帰る帰らないは別にして……このまま師匠の傍にいられるのは堪らなく幸せだろう。
師匠が、だれよりも好き。どうしようもないくらい、大好き。何度伝えても、私の拙い言葉では伝わりきらないくらい。
だからこそ、ちゃんと笑顔で伝えたかった。
どうやったら、私がどれだけ師匠を想ってるか届けられるのか、じっくり考えるつもりだった。もっと、ロマンチックだったり、甘い空気だったりする場面で、落ち着いて告白したかったのに。いつだって、可愛くないタイミングになってしまう。
感情に振り回されるままに伝えてしまうから、師匠もちゃんと受け取ってくれないのかな。

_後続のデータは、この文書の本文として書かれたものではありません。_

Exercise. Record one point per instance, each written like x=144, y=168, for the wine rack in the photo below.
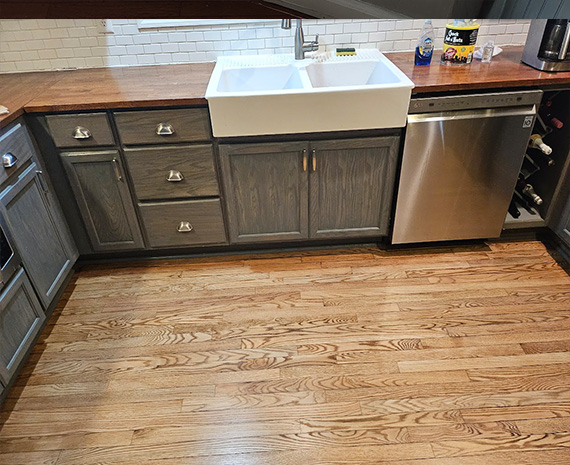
x=553, y=124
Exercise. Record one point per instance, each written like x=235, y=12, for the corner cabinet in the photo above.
x=39, y=232
x=21, y=319
x=101, y=191
x=309, y=190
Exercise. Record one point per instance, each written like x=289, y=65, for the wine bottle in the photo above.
x=542, y=159
x=526, y=190
x=529, y=167
x=554, y=121
x=513, y=209
x=520, y=200
x=536, y=142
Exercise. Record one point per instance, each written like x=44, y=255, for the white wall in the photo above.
x=44, y=44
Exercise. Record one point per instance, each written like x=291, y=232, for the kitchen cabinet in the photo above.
x=266, y=191
x=184, y=223
x=302, y=190
x=351, y=186
x=39, y=231
x=21, y=319
x=99, y=185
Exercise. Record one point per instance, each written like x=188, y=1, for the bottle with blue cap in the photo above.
x=424, y=49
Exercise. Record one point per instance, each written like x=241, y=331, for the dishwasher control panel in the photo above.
x=469, y=102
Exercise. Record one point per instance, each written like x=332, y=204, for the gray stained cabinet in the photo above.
x=103, y=196
x=173, y=172
x=21, y=319
x=266, y=189
x=300, y=190
x=39, y=232
x=351, y=186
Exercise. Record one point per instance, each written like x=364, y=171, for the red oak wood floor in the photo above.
x=449, y=356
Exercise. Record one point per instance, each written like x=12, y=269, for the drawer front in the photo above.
x=173, y=172
x=163, y=126
x=182, y=224
x=16, y=148
x=82, y=130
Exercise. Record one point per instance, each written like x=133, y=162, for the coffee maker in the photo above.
x=548, y=45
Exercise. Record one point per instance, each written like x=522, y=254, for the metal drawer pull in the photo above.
x=185, y=226
x=164, y=129
x=42, y=181
x=175, y=176
x=9, y=160
x=117, y=170
x=81, y=133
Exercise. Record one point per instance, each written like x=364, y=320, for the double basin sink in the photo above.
x=276, y=94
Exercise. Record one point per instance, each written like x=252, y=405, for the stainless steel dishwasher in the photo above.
x=462, y=155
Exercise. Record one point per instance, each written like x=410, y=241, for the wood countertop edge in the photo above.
x=430, y=81
x=11, y=117
x=115, y=105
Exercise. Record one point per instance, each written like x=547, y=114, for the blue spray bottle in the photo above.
x=424, y=49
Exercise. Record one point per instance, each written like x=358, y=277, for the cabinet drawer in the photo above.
x=163, y=126
x=21, y=317
x=81, y=130
x=173, y=172
x=199, y=221
x=17, y=143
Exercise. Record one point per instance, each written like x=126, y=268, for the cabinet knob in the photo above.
x=9, y=160
x=164, y=129
x=185, y=226
x=81, y=133
x=175, y=176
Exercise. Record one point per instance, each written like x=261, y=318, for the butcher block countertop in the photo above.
x=171, y=85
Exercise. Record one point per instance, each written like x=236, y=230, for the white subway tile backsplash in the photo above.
x=29, y=45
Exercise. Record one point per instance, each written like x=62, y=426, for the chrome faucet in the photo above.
x=301, y=47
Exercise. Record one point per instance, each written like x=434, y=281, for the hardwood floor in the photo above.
x=449, y=356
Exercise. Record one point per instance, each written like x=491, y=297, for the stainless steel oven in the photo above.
x=9, y=258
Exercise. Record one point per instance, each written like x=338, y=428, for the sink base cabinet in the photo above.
x=266, y=191
x=39, y=232
x=351, y=187
x=101, y=191
x=300, y=190
x=21, y=318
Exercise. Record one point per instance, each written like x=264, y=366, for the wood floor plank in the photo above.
x=371, y=405
x=485, y=362
x=339, y=382
x=462, y=431
x=340, y=356
x=515, y=413
x=59, y=442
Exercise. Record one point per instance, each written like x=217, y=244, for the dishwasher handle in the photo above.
x=527, y=110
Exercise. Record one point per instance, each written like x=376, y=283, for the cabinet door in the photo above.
x=21, y=317
x=104, y=199
x=266, y=191
x=352, y=182
x=39, y=232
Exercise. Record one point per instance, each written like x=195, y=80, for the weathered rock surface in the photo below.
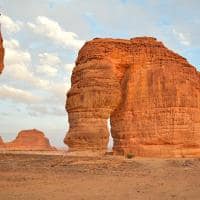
x=150, y=94
x=1, y=54
x=1, y=142
x=30, y=140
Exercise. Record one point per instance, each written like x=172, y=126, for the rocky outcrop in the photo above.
x=30, y=140
x=1, y=54
x=1, y=143
x=150, y=94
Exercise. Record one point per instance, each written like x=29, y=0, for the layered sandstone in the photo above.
x=30, y=140
x=1, y=54
x=150, y=94
x=1, y=143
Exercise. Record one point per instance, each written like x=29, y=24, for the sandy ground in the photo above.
x=68, y=177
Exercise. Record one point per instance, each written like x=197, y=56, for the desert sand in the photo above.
x=71, y=176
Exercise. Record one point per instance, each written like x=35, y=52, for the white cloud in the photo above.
x=17, y=95
x=49, y=64
x=52, y=30
x=49, y=59
x=17, y=62
x=181, y=37
x=9, y=25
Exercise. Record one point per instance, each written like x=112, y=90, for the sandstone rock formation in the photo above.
x=150, y=94
x=30, y=140
x=1, y=143
x=1, y=54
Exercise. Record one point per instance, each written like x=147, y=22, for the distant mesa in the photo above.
x=150, y=94
x=30, y=140
x=1, y=54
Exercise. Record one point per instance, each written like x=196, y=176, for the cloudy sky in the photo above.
x=42, y=39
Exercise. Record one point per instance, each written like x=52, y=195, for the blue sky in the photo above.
x=42, y=39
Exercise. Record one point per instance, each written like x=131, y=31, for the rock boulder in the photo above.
x=150, y=94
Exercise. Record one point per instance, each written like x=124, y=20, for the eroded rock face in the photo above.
x=30, y=140
x=151, y=95
x=1, y=142
x=1, y=54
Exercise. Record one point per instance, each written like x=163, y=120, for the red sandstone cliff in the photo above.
x=30, y=140
x=1, y=142
x=151, y=95
x=1, y=54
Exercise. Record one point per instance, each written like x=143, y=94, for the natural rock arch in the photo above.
x=151, y=94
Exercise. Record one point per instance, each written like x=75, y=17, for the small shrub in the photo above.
x=129, y=155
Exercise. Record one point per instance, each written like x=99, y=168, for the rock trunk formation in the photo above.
x=1, y=54
x=150, y=94
x=31, y=140
x=1, y=143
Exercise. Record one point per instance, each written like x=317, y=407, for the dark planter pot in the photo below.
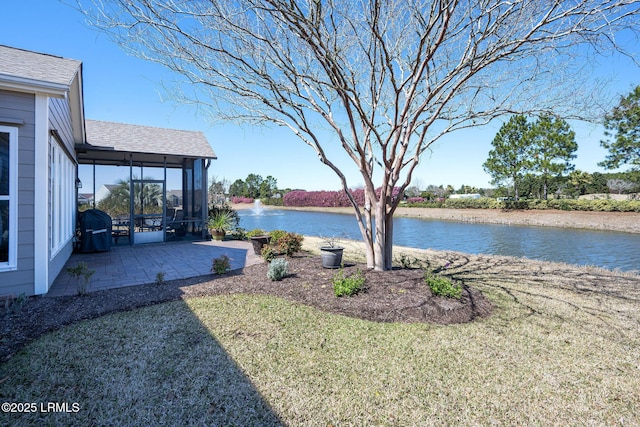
x=331, y=256
x=259, y=242
x=217, y=234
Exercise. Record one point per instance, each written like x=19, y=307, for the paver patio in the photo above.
x=137, y=265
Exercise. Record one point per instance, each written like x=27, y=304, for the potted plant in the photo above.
x=331, y=254
x=219, y=222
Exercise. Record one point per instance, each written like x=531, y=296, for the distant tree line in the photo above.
x=254, y=187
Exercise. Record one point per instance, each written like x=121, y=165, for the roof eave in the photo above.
x=21, y=84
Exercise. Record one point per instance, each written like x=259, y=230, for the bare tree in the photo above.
x=387, y=78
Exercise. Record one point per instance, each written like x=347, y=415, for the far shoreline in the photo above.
x=627, y=222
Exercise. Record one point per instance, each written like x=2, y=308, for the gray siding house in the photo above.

「ごめん、ししょー。私、ちょっと、風、当たって、頭冷やしてくる。今のは、全部、忘れて。今日、変な出来事あって、情緒不安定だから」
暗に、離してくださいとお願いをする。
すぐに言葉もなく手首が解放された。希望通りなのに、無責任に痛んだ胸。自分勝手な心臓に心の中で舌を出し、膝に力を入れた。